I could arrange that!
You could? Cool!
In that case I will relegate all the business decisions that need to be made to you, and my job will purely consist of the very important task of deciding in what assets the company invests in and who is going to take care of them. That's a very important job after all, and I will probably have no time for anything else.
Ok, here you go coming down on my brilliant ideas, again.
Well, it wasn't that brilliant because 'wealth' is not something that can be easily measured in one way or another. If you tax only one way to define wealth, all the rest will be just one gaping hole in the taxsystem. If you define wealth as the number of dollars someone has, they will trade in their dollars for something else. If you define it by the number of cows, people will instead buy donkeys. People already put their homes on the name of their firms or on the name of members of the family to avoid taxes.
That's the real reason taxes are complicated. Some people try to avoid them and others try to get as much of it as they can. They end up in an evolutionary arms race, with one making things more complicated for the other. It's a bit like a snake needing to become more venomous to be able to kill a rodent, that becomes increasingly more resistent to the venom of the snake. You can decide for yourself who is snake and who rodent.
Of course in such an arms race, only individual battles are won. On both sides more and more energy is needed to just maintain the status quo. None of the sides can just decide it doesn't want to play anymore. In the government versus tax-evader battle, it means that the complexity of the system is only going to grow. It's 9000 pages now. Don't bet on that it will be fewer in the future.
Another reason I suspect why taxsystems are so incredibly complex is because of the politicians constantly promising to make it simpler. Trying to simplify something that is inherently complex, is not easy. Whatever plans they have, those will have to be changed. There will have to be exceptions to the rules, and rules ruling the exceptions. Everytime anyone wants to simplify things, they will be adding another layer of complexity. It is easy to shout some simple idea you think it should be based on, getting it implimented in a way that is actually going to work and doesn't hurt so many people that they will protest, or make it too easy to avoid it is a very different matter.

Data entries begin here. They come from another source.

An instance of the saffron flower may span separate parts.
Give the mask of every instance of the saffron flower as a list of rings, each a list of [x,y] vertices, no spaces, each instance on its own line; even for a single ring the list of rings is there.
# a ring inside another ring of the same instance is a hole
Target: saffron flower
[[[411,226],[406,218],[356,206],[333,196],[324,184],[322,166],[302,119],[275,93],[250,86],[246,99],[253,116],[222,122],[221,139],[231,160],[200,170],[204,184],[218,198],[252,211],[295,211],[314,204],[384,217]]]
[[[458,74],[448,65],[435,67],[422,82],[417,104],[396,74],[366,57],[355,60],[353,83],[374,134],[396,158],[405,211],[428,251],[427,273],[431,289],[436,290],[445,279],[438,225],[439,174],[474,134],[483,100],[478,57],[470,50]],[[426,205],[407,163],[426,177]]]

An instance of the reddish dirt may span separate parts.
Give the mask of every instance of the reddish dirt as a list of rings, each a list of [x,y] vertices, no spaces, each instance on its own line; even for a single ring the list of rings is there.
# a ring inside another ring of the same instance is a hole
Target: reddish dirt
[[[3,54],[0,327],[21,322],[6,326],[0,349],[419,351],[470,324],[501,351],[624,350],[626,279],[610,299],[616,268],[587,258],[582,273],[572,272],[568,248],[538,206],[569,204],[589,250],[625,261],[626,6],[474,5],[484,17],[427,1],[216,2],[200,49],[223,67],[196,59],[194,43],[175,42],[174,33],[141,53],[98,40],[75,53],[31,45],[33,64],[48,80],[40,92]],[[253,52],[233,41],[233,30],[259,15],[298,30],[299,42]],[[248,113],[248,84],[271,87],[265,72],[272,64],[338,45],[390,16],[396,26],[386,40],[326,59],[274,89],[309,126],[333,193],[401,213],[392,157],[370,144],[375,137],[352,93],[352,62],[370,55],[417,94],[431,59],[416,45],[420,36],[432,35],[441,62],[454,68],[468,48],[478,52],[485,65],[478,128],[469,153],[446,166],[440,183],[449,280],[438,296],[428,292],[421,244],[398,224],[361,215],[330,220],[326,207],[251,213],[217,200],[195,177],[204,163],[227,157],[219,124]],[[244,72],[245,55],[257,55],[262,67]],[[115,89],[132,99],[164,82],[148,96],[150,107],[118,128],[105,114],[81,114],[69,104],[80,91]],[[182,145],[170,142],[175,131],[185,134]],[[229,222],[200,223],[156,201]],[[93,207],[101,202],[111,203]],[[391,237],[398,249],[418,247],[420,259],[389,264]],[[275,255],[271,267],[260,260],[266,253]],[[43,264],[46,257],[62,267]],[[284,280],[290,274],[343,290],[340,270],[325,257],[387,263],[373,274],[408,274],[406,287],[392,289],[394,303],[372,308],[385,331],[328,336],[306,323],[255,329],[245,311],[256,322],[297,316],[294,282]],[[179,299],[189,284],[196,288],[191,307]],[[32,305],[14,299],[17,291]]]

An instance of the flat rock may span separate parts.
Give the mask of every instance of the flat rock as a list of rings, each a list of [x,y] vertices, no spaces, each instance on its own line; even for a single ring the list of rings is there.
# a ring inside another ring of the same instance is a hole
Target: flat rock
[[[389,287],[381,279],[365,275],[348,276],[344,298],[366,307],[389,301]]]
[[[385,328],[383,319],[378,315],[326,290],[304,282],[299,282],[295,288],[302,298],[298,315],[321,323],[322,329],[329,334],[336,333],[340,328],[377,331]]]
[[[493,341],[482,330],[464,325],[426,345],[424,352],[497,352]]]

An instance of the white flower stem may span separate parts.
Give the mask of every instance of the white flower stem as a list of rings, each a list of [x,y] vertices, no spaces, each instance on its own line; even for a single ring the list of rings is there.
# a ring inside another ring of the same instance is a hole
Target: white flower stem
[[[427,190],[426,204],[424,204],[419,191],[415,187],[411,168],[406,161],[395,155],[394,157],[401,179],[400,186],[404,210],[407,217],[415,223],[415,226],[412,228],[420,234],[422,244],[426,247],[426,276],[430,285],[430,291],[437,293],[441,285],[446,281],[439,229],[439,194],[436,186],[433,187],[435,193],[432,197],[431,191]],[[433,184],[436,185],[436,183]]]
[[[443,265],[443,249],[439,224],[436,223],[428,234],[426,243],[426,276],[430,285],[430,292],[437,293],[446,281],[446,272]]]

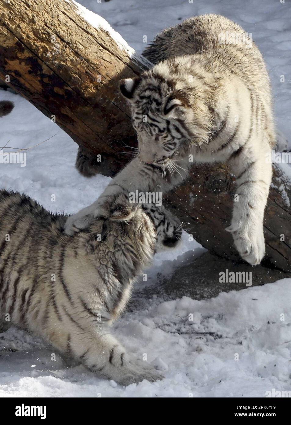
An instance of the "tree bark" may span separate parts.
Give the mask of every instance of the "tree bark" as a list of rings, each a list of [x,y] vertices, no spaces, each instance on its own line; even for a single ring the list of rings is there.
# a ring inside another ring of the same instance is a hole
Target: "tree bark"
[[[100,172],[111,175],[126,162],[124,144],[136,143],[118,82],[151,64],[78,10],[65,0],[1,2],[0,79],[8,77],[85,152],[101,154]]]
[[[118,82],[150,66],[95,28],[64,0],[11,0],[0,12],[0,79],[52,118],[80,147],[91,174],[113,176],[130,158],[124,144],[137,145],[130,112]],[[101,160],[95,160],[101,155]],[[90,168],[90,167],[89,167]],[[204,246],[240,261],[230,223],[235,178],[225,165],[196,165],[190,178],[166,196],[174,213]],[[265,221],[269,267],[291,270],[291,189],[274,168]]]

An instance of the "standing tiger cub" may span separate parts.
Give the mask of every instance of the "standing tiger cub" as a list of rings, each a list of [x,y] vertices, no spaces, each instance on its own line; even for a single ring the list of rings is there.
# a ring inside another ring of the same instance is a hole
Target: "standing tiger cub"
[[[179,221],[162,207],[104,203],[102,216],[72,238],[67,217],[0,191],[0,320],[42,337],[66,357],[123,385],[161,376],[110,333],[133,283],[157,249],[174,247]]]
[[[259,264],[272,174],[266,154],[275,135],[269,78],[252,37],[227,18],[203,15],[165,30],[143,54],[154,67],[120,84],[138,157],[104,196],[120,187],[126,193],[167,191],[187,177],[193,162],[226,162],[236,176],[238,195],[227,230],[242,258]],[[70,217],[66,231],[88,225],[104,198]]]

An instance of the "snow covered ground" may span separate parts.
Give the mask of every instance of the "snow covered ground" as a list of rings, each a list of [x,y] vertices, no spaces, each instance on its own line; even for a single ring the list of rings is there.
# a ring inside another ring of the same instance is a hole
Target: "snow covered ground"
[[[252,33],[264,55],[277,126],[289,135],[288,0],[80,3],[108,20],[139,53],[145,47],[144,35],[149,42],[163,28],[194,14],[219,13],[237,21]],[[283,75],[285,82],[281,82]],[[1,187],[28,193],[50,210],[70,213],[97,198],[110,178],[88,179],[78,173],[73,167],[77,146],[70,138],[20,96],[1,91],[0,99],[15,105],[11,114],[1,119],[0,146],[10,141],[10,146],[27,147],[57,133],[27,152],[25,167],[0,165]],[[168,272],[168,261],[163,261],[189,250],[200,253],[199,246],[184,234],[176,252],[157,256],[146,284],[157,284],[157,271]],[[272,388],[290,390],[291,305],[291,279],[287,279],[203,301],[187,297],[165,301],[155,296],[141,300],[138,310],[118,321],[115,332],[129,351],[139,356],[146,353],[165,378],[126,388],[100,379],[81,366],[68,367],[59,357],[52,361],[53,349],[12,328],[0,334],[0,397],[265,397]]]

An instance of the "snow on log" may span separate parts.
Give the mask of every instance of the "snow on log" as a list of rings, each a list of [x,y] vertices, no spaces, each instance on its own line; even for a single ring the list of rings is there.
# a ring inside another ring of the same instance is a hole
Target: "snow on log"
[[[92,162],[92,173],[114,175],[130,159],[121,154],[127,150],[124,144],[137,142],[118,82],[151,65],[102,18],[72,0],[2,3],[0,79],[9,80],[10,87],[55,117],[80,147],[84,160]],[[101,162],[92,159],[98,155]],[[265,264],[285,271],[291,269],[290,169],[274,168],[264,227]],[[239,261],[224,230],[235,182],[226,166],[196,165],[166,201],[204,246]]]

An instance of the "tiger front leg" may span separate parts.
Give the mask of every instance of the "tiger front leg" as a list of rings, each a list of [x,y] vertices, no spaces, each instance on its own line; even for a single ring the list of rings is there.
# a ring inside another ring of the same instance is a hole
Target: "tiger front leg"
[[[254,152],[246,147],[232,160],[237,189],[231,224],[226,229],[241,258],[253,266],[265,255],[264,213],[272,177],[272,165],[266,158],[271,148],[267,142],[260,148]]]
[[[141,382],[144,379],[154,382],[164,377],[146,362],[139,360],[126,353],[107,328],[68,333],[66,342],[62,339],[56,346],[66,357],[73,358],[101,377],[113,380],[121,385]]]

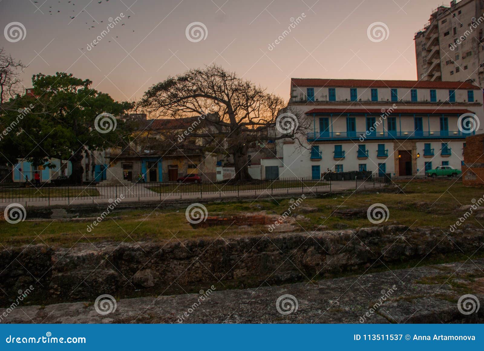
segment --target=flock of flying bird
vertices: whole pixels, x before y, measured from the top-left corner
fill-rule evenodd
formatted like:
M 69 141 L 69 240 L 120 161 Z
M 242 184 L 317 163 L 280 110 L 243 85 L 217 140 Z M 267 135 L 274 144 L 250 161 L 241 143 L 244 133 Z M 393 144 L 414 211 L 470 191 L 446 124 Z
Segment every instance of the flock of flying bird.
M 108 1 L 109 1 L 109 0 L 104 0 L 104 1 L 106 1 L 106 2 L 108 2 Z M 60 3 L 60 1 L 58 1 L 58 2 L 59 3 Z M 100 4 L 100 3 L 101 3 L 102 2 L 103 2 L 103 0 L 101 0 L 101 1 L 97 1 L 97 3 L 98 3 L 98 4 Z M 39 1 L 33 1 L 33 2 L 34 2 L 34 3 L 38 3 L 39 2 Z M 73 5 L 73 6 L 76 6 L 76 4 L 75 4 L 75 3 L 74 3 L 74 2 L 72 2 L 72 1 L 67 1 L 67 3 L 72 3 L 72 5 Z M 52 6 L 49 6 L 49 9 L 52 9 Z M 49 13 L 50 15 L 52 15 L 52 13 L 53 13 L 53 12 L 55 12 L 56 11 L 57 11 L 57 13 L 60 13 L 60 10 L 56 10 L 55 9 L 53 9 L 53 10 L 49 10 Z M 76 12 L 76 10 L 72 10 L 72 12 Z M 81 12 L 84 12 L 84 10 L 82 10 L 82 11 L 81 11 Z M 128 16 L 128 18 L 130 18 L 131 17 L 131 16 Z M 69 17 L 70 17 L 70 18 L 71 18 L 71 19 L 74 19 L 74 18 L 76 18 L 76 16 L 70 16 L 70 16 L 69 16 Z M 92 20 L 92 22 L 97 22 L 97 21 L 95 21 L 95 20 Z M 100 21 L 99 22 L 98 22 L 98 23 L 103 23 L 103 22 L 104 22 L 103 21 Z M 85 23 L 86 23 L 86 24 L 88 24 L 88 22 L 85 22 Z M 121 24 L 121 26 L 125 26 L 125 25 L 125 25 L 125 23 L 122 23 L 122 24 Z M 95 27 L 95 26 L 91 26 L 90 27 L 88 28 L 88 29 L 90 29 L 90 29 L 91 29 L 91 28 L 96 28 L 96 27 Z M 133 31 L 135 31 L 134 29 L 133 29 Z M 118 38 L 118 37 L 117 36 L 117 37 L 116 37 L 116 38 Z M 110 41 L 110 41 L 109 41 L 109 43 L 111 43 L 111 41 Z M 95 46 L 95 45 L 94 46 Z M 81 49 L 81 50 L 83 50 L 83 49 Z

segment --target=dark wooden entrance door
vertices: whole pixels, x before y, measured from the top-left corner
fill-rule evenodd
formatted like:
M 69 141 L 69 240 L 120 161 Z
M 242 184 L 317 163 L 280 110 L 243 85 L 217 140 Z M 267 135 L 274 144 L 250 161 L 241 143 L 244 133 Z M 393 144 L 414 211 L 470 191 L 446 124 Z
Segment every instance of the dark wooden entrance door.
M 398 175 L 412 175 L 412 153 L 408 150 L 398 151 Z
M 168 168 L 168 180 L 175 182 L 178 178 L 178 166 L 169 166 Z

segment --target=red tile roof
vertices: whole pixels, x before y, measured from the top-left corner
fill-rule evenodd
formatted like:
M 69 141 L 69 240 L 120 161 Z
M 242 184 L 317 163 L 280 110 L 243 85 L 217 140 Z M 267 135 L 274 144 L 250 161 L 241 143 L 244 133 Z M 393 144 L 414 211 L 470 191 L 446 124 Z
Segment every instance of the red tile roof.
M 375 80 L 374 79 L 331 79 L 293 78 L 294 87 L 328 87 L 329 88 L 388 88 L 409 89 L 480 89 L 474 84 L 464 82 L 430 82 L 426 80 Z
M 313 113 L 358 113 L 358 114 L 376 114 L 381 115 L 385 113 L 385 111 L 389 109 L 380 108 L 313 108 L 310 111 L 306 113 L 306 115 L 311 115 Z M 461 108 L 394 108 L 392 113 L 418 113 L 418 114 L 442 114 L 447 115 L 457 114 L 462 115 L 464 113 L 474 113 L 472 111 L 466 109 Z

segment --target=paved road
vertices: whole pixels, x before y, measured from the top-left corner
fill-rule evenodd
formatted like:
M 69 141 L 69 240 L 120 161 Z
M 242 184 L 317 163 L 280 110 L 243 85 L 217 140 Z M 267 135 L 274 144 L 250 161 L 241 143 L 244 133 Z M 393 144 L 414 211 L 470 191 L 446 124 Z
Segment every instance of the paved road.
M 150 186 L 149 184 L 136 184 L 132 186 L 123 187 L 102 186 L 97 187 L 100 195 L 86 198 L 86 195 L 83 195 L 82 198 L 70 197 L 51 198 L 50 201 L 45 198 L 35 199 L 32 201 L 31 198 L 18 198 L 15 200 L 2 199 L 0 203 L 0 208 L 4 207 L 8 204 L 16 203 L 20 204 L 23 206 L 45 207 L 52 205 L 78 205 L 90 204 L 108 204 L 112 203 L 116 199 L 119 198 L 122 194 L 124 198 L 122 199 L 122 203 L 128 202 L 139 202 L 141 201 L 164 201 L 165 200 L 188 200 L 193 199 L 203 198 L 257 198 L 259 197 L 266 197 L 271 195 L 281 195 L 284 194 L 295 194 L 302 193 L 317 193 L 329 192 L 337 192 L 345 190 L 355 189 L 356 183 L 354 180 L 336 181 L 331 183 L 331 188 L 289 188 L 282 189 L 270 189 L 265 190 L 245 190 L 240 191 L 224 191 L 219 192 L 203 192 L 192 193 L 183 194 L 183 185 L 172 193 L 172 194 L 166 196 L 164 194 L 160 194 L 152 191 L 147 187 Z M 384 184 L 373 182 L 368 182 L 360 186 L 359 190 L 364 188 L 380 188 L 384 186 Z

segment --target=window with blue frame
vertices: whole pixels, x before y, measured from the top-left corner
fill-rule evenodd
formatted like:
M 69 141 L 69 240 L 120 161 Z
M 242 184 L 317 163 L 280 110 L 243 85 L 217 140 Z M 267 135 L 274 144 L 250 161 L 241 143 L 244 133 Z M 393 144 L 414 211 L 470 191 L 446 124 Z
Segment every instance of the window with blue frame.
M 375 126 L 376 119 L 375 117 L 366 117 L 366 135 L 368 136 L 377 136 L 377 128 Z
M 358 145 L 358 157 L 368 157 L 366 145 Z
M 392 89 L 392 101 L 396 102 L 398 101 L 398 91 L 396 89 Z
M 358 93 L 356 88 L 351 88 L 349 89 L 349 100 L 351 101 L 356 101 L 358 100 Z
M 410 90 L 410 99 L 412 102 L 417 102 L 418 99 L 416 89 L 412 89 Z
M 327 117 L 319 118 L 319 136 L 327 138 L 330 136 L 330 119 Z
M 449 135 L 449 118 L 447 117 L 440 117 L 440 136 L 448 136 Z
M 432 148 L 432 146 L 430 143 L 424 144 L 424 156 L 434 156 L 434 149 Z
M 317 180 L 321 179 L 321 166 L 311 166 L 311 176 L 313 179 Z
M 314 101 L 314 88 L 306 89 L 306 95 L 307 96 L 308 101 Z
M 469 102 L 474 102 L 474 90 L 467 91 L 467 101 Z
M 396 135 L 396 117 L 388 117 L 387 118 L 387 130 L 388 135 L 392 136 Z
M 430 90 L 430 102 L 437 102 L 437 91 L 436 90 L 432 89 Z
M 449 90 L 449 102 L 455 102 L 455 90 Z
M 378 101 L 378 89 L 371 89 L 371 101 Z
M 423 136 L 424 135 L 424 122 L 422 117 L 415 117 L 413 119 L 413 125 L 415 127 L 415 136 Z
M 336 101 L 336 89 L 330 88 L 328 89 L 328 98 L 330 101 Z
M 356 136 L 356 120 L 354 117 L 346 117 L 346 132 L 348 137 Z
M 342 145 L 334 146 L 334 158 L 344 159 L 345 158 L 345 151 L 343 150 Z
M 447 143 L 442 143 L 442 149 L 440 151 L 441 155 L 450 155 L 451 148 L 449 147 L 449 145 Z
M 378 176 L 382 177 L 385 176 L 385 174 L 387 172 L 387 164 L 386 163 L 378 163 Z
M 311 146 L 311 158 L 320 159 L 321 152 L 319 151 L 319 146 L 318 145 Z
M 387 157 L 388 156 L 388 150 L 385 149 L 384 144 L 378 144 L 377 156 L 378 157 Z

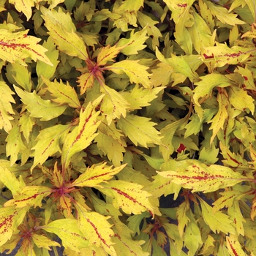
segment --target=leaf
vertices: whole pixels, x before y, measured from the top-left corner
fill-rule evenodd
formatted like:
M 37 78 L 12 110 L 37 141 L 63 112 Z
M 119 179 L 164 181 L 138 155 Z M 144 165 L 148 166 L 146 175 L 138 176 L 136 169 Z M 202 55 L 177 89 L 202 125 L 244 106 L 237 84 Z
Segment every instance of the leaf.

The people who are constantly demanding that taxes should be simplified, should also ask themselves whether they want things to be simplified for the taxpayers or making it run on a smaller bureaucracy. The two things don't always go hand in hand: the assembler programming language is very simple and runs on simple computers, but on the user side it is not easy getting anything done. Windows is very bloated and complex, but for the user it is much easier. Similarly, making it easier for the average taxpayer to calculate their taxes does not necessarily mean the bureaucracy to make it simpler for him will be smaller. I suspect quite the opposite.